Today I want to focus on a popular indicator published regularly by the US Bureau of Labor Statistics (  ) – Average Hourly and Weekly Earnings of all employees on private non-farm payrolls. These earnings include wages, salaries, and benefits of workers – workers in what we generally consider to be the business sector of the county. It does not include workers in government or on farms but it does encompass both manufacturing and services employees. How much do these workers earn in total? How much of those earnings are from company benefits like pensions and health insurance? How have these earnings changed over time? What implications can be drawn from past changes?

Two tables at the bottom show us changes in earnings during the 10 year period from 2003 to 2013. The first table shows the data in nominal terms. The second focuses on the buying power of these earnings by removing the impact of inflation on earnings. But before we get into all that – as of December 2013, earnings were:
            Wages and Salaries       $21.77 per hour
            Paid Leave                       2.21
            Supplemental pay              .77
            Insurance                        2.84
            Retirement & Savings      1.53
            Legally mandated
            (e.g Social security)         2.45
            Total Earnings           31.77 per hour
My post looks at a decade of changes in these earnings per hour figures. The tables below divide the changes in three time periods with respect to the last recession -- before, during, and after. Earnings in the private sector show that the recession hasn’t ended. In real terms, total earnings have been stagnant during the recovery while wage and salary income per hour has declined. The leading component of earnings is health benefits. Is this stagnancy the result of the recession or other longer-term factors?

Surprising is that not much has changed in the buying power of earnings in the private sector. While it is true that in terms of nominal value earnings took a hit in the recession – so did prices and therefore the post 2007 time period does not look much different than the booming period that came before it. Real wages and salaries declined by about 1% per year during the strong growth years before the recession and continued that pace in the 6 years thereafter. So even when things seemed to be good for labor – they weren’t.

The only part of earnings that differs from this static pattern is health-related benefits. While total benefits were growing at 0.3% before the recession, real health-related benefits were growing by eight times that much or 2.4% per year. After the onset of the recession total benefits grew by a little less than 0.2% per year while health-related benefits were increasing by almost 2% per year. The recession did not slow the pace of health benefits.

The economy was blazing before the recession. On April 1, 2007 the unemployment rate bottomed at 4.5%. It previously peaked at 6.1% in 2003. The 4.5% shows that despite many adverse long-run trends, the US economy was capable of creating jobs. As recently as 2007, there was little national priority or serious concern about the employment effects of globalization, industrialization, and demographics. It was all about the economy stupid! From 2003 to 2007, the annual growth rate of the economy averaged more than 3 percent per year. Similarly from 1992 to 2000, the US economy grew rapidly and the unemployment rate fell to 3.8% in April of 2000.

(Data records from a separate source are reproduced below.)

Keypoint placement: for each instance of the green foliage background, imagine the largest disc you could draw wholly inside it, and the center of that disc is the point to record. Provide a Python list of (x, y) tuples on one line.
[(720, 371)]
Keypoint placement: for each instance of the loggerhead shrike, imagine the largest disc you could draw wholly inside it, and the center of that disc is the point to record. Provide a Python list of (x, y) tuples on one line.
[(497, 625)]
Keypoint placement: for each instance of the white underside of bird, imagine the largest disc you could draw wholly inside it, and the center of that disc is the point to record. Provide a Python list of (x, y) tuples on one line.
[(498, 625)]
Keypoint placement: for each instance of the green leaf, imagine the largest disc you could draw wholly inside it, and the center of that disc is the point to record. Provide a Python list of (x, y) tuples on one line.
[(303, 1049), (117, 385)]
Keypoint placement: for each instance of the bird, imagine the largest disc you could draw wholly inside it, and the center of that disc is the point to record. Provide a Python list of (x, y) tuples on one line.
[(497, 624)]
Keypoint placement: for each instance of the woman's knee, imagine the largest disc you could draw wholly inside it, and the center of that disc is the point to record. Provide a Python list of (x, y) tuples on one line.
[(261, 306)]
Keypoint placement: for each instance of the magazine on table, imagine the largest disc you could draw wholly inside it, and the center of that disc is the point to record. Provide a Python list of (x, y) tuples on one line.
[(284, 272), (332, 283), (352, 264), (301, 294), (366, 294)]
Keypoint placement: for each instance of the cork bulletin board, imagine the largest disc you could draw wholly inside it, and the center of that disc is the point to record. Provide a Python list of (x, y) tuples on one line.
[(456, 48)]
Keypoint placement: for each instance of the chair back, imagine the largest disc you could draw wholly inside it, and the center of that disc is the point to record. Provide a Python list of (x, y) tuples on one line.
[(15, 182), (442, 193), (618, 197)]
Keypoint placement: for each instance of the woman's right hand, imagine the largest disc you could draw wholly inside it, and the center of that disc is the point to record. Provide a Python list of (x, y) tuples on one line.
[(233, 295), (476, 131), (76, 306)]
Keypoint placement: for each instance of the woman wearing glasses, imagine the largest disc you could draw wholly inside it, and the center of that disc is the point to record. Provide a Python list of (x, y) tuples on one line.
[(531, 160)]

The key takeaway is that we always have long- and medium-term headwinds – but the key driver of unemployment in the USA has for a long time been the strength of the economy – economic growth. And the same goes for earnings in the private sector. Since 1986, the growth of earnings has been essentially trendless with an average growth of about 3% per year for almost 30 years. Earnings growth picked up to almost 4% per year when the economy was growing rapidly –at the end of the 1980s, end of the 1990s, and around 2007. Earnings then slowed considerably during slow growth periods and recessions – falling below 3% growth in the early 1990s, early 2000s and then more recently.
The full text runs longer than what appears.